Early impressions and practical advice
After spending time with this feature, I'm genuinely impressed. The movements feel natural, and the cost isn't unreasonable compared to alternatives.
Pro Tips:
Describe both the main subject's action and the things that happen in the background. The bot understands two or three actions in my early testing.
Describe the camera movement e.g. camera zooms in, camera zooms out, shaky camera movement (esp. during explosion) to drastically enhance the output
Use manual mode and --raw when you have specific movement ideas
Save your fast hours by using relax mode when available
Avoid using Upscaled or high-resolution materials. The bot will compress your video to 480p so you may get more artifacts. Use the "normal" images (before Upscale) or lower resolution images.

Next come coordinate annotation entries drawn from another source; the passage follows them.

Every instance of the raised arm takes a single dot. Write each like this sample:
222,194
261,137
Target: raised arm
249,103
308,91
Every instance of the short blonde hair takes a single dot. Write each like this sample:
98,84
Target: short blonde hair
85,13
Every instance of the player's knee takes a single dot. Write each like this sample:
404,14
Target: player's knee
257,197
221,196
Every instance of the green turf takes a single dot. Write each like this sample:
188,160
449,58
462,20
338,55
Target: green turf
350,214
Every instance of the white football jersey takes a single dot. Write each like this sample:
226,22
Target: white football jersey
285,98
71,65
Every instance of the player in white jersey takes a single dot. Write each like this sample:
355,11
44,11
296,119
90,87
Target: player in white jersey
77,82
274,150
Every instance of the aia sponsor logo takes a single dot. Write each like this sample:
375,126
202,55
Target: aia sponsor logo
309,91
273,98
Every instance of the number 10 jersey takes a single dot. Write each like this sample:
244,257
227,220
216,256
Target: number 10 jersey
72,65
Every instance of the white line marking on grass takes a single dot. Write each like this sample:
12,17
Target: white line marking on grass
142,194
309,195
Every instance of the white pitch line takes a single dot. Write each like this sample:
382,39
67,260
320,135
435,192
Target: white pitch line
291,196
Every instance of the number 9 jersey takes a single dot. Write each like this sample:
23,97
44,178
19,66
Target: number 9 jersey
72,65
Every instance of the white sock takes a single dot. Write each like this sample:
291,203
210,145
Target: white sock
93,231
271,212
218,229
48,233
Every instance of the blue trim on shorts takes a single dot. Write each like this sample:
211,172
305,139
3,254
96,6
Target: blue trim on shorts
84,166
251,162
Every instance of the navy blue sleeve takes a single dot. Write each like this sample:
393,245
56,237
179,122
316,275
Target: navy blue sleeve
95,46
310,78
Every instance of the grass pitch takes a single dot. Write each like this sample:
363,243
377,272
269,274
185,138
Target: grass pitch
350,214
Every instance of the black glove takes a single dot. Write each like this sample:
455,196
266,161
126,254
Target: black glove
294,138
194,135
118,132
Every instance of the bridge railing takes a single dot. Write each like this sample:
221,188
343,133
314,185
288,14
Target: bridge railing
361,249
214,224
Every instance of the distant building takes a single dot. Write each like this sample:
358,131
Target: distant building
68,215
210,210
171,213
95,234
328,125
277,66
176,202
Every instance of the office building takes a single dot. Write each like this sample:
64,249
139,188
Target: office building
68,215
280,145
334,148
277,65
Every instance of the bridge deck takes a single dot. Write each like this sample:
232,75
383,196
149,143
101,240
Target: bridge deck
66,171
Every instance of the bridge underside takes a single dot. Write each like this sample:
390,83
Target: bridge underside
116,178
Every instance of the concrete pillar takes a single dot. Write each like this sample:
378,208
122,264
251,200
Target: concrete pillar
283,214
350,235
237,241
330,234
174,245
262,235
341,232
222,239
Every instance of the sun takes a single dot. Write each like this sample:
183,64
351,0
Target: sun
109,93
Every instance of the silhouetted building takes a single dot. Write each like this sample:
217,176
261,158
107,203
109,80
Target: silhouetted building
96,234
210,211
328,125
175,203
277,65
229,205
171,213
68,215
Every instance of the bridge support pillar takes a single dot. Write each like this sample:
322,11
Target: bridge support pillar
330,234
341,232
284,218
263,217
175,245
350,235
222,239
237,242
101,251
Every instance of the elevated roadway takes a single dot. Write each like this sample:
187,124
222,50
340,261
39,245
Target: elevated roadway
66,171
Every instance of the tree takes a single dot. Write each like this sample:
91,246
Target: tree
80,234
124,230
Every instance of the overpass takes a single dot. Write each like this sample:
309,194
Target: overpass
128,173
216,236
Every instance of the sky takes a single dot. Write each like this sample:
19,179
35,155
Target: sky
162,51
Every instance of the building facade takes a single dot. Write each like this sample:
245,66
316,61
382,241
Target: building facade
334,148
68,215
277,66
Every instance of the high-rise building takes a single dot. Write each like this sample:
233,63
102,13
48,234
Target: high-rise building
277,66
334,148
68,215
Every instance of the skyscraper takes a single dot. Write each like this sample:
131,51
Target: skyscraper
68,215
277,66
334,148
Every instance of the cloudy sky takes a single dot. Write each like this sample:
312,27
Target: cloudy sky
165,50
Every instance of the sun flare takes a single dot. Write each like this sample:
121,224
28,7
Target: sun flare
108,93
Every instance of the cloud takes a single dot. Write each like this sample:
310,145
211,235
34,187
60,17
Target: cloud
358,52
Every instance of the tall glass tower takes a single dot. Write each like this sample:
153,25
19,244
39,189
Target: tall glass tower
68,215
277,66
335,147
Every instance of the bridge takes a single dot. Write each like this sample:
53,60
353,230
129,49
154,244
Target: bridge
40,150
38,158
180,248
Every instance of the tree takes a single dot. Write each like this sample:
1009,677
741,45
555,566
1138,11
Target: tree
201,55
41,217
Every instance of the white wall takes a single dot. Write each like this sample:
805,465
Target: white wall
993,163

The 21-second extension capability opens up real possibilities for short social media content or presentation elements. While 480p isn't spectacular, it's workable for many online uses.
This feels like a solid foundation. Version 1 limitations aside, Midjourney has created something genuinely useful here. I suspect we'll see rapid improvements in quality and features over the coming months.
The image-to-video space just got a lot more interesting, and this tool puts decent video generation within reach of anyone already using Midjourney.
Related articles
Key takeaways
Midjourney has launched a new image-to-video feature that converts any static image into a 5-second video, extendable up to 21 seconds, with smooth and natural-looking motion that retains Midjourney’s distinctive aesthetic.
The feature offers four modes for animation: auto low/high motion and manual low/high motion, allowing users to choose between subtle or dramatic movements, with manual modes providing more precise control via prompts.
Available exclusively on midjourney.com, this video generation costs about eight times more GPU time than image generation but remains roughly 25 times cheaper than other AI video tools; output quality is 480p, suitable for social media and presentations, with ongoing improvements expected very soon.
Cover prompt: the discovery of a new world --ar 16:9 --sref 2996354975 --profile r3snb8i --sv 4 --v 7
I hope you like this article!
Thank you for reading and happy creating!